Poi l’altra, Midori, sua compagna d’università, moderna ed emancipata, che tenterà di far breccia nelle sue resistenze e trascinarlo in un mondo più concreto e prosaico, sì, ma sicuramente più virile e più adulto. Fra l’una e l’altra ci sarà per Toru un brevissimo interludio, magicamente vissuto con un’affascinante quarantenne, grazie alla cui esperienza e maturità egli troverà la forza di staccarsi dal passato e fare il primo passo verso la propria inevitabile crescita.
Murakami si è dedicato alla stesura di questo libro molti anni dopo gli avvenimenti, quando riascoltando per caso una vecchia canzone (Norwegian Wood, appunto), ha sentito riaffiorare i ricordi dal mare della coscienza che, come punte di iceberg, tenevano celato sotto la superficie un patrimonio d’immagini, parole, emozioni che sembrava disperso.

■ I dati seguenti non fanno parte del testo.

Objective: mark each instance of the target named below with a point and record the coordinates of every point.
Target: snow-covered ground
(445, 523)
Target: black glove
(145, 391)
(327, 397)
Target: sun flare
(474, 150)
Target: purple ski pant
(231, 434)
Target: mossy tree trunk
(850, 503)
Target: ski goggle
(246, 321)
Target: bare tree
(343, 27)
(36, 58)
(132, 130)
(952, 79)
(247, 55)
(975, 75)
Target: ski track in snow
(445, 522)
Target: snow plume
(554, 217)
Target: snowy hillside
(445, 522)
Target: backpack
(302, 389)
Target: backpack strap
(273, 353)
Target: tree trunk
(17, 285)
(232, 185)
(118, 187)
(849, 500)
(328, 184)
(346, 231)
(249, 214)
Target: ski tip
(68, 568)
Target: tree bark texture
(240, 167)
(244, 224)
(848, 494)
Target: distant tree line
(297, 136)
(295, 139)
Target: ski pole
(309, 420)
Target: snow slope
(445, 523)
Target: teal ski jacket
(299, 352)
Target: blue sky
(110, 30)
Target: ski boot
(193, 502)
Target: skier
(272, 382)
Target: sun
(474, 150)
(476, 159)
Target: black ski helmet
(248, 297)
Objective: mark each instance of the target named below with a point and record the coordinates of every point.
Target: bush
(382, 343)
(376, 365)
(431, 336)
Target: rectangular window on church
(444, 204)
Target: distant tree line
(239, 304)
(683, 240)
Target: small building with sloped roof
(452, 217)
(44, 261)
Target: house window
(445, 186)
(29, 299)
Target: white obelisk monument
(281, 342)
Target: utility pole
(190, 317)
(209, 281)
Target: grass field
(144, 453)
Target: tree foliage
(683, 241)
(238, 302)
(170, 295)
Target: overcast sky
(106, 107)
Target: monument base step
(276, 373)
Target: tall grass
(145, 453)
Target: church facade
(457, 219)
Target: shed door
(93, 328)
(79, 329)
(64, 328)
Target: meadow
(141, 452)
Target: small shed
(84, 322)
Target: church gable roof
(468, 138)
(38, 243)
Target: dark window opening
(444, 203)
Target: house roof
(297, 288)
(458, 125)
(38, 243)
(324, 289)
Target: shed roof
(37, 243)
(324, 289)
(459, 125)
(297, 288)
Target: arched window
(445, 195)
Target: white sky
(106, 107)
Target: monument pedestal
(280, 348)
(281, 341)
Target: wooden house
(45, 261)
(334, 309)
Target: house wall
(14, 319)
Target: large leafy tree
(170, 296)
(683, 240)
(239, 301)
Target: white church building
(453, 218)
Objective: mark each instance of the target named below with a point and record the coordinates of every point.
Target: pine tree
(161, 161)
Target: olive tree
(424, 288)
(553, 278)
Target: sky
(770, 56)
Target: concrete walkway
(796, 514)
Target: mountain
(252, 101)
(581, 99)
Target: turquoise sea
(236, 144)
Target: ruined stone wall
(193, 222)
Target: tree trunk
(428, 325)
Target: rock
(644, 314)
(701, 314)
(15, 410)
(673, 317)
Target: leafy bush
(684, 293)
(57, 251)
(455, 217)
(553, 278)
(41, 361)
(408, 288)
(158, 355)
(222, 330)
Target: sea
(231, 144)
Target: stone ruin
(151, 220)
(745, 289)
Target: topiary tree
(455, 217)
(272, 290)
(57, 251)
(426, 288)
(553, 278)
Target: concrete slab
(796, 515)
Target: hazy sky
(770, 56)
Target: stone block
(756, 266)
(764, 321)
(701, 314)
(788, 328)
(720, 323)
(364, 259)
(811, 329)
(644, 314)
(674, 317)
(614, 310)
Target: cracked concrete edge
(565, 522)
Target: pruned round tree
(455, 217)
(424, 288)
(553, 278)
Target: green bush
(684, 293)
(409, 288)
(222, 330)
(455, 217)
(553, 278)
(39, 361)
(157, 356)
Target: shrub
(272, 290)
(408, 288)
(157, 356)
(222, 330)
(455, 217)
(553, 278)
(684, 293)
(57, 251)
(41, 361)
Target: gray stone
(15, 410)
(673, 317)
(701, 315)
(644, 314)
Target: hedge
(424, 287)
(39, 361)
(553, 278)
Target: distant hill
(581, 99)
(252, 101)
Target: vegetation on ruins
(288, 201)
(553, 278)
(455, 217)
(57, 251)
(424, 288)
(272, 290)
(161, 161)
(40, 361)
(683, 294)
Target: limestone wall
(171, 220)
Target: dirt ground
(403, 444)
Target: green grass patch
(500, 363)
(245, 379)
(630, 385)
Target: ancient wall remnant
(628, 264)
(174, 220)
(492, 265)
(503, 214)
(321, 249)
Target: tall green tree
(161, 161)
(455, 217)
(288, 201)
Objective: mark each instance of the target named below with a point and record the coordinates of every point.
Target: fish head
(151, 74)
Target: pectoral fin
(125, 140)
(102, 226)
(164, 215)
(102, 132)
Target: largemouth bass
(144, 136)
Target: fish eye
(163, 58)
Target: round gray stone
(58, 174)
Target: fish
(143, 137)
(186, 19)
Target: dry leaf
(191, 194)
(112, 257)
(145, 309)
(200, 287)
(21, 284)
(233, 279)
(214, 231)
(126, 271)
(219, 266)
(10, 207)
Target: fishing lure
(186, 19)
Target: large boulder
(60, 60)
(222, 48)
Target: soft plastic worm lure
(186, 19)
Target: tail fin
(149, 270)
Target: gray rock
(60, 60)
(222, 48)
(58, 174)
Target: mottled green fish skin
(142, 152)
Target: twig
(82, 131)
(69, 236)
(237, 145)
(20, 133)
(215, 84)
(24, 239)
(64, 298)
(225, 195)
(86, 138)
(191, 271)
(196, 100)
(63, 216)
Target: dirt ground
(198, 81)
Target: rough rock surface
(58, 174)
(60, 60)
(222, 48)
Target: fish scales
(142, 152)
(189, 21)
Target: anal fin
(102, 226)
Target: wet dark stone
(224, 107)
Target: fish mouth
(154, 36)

L’andamento è lento, di quella lentezza con cui è tessuta la vita in certi periodi, quando il tempo sembra non passare mai, si vive nell’attesa di qualcosa, una telefonata, un incontro, anche solo un piccolo imprevisto che possa incrinare la noia e la ripetitività. Pur con delicatezza l’autore, cui la memoria si va riattivando nello scrivere, ci racconta anche i suoi ricordi più scomodi: il disagio per i propri imbarazzi di fronte ai coetanei, la paura di rimanere isolati per convinzioni e opinioni che però non si osano difendere, l’abuso d’alcool per disincagliarsi dagli ostacoli che la mente appone, gli insoddisfatti approcci alla sessualità, prima di capire che il sesso, in ogni sua espressione, può perdere attrattiva se isolato dalle emozioni. Ci colpiscono anche gli episodi di suicidio da cui entrambi i nostri protagonisti restano traumatizzati. Se però il suicidio è trattato da Salinger come via di fuga, estrema trasgressione, quasi un dispetto fatto al mondo, nella realtà di Toru questo assume significato di ideale interiore, perché per la cultura giapponese la vita non è come per noi un dono divino che solo Dio può toglierci, ma un bene privato e personale, a cui poter rinunciare liberamente se altri valori si impongono. Murakami ci trasmette il concetto, degno di considerazione, che la vita e la morte non sono opposte né contraddittorie, ma elementi complementari della stessa unicità.
Due romanzi che lasciano il segno, in cui il desiderio di capire l’altro dal profondo è sempre dominante, conferendo densità a tutto ciò che si legge, dalle implacabili elucubrazioni che Il giovane Holden ci somministra senza pausa, fino ai lunghi silenzi carichi di significato che incontriamo in Norwegian Wood.
Adatti anche a quegli adolescenti che non stanno “tre metri sopra il cielo” e non hanno “voglia di te” e non “cercano Niki disperatamente”. Da conservare fra i nostri libri per almeno altri cinquant’anni.
E’ doveroso un ringraziamento all’impeccabile Giorgio Amitrano che sempre sa impreziosire le impegnative traduzioni dal giapponese con doti proprie di fluidità, sensibilità e lirismo. Brava anche Adriana Motti che è riuscita a trasmetterci con grande spontaneità il blasfemo e corrosivo linguaggio di Holden, riuscendo a farci divertire senza mai oltrepassare la misura.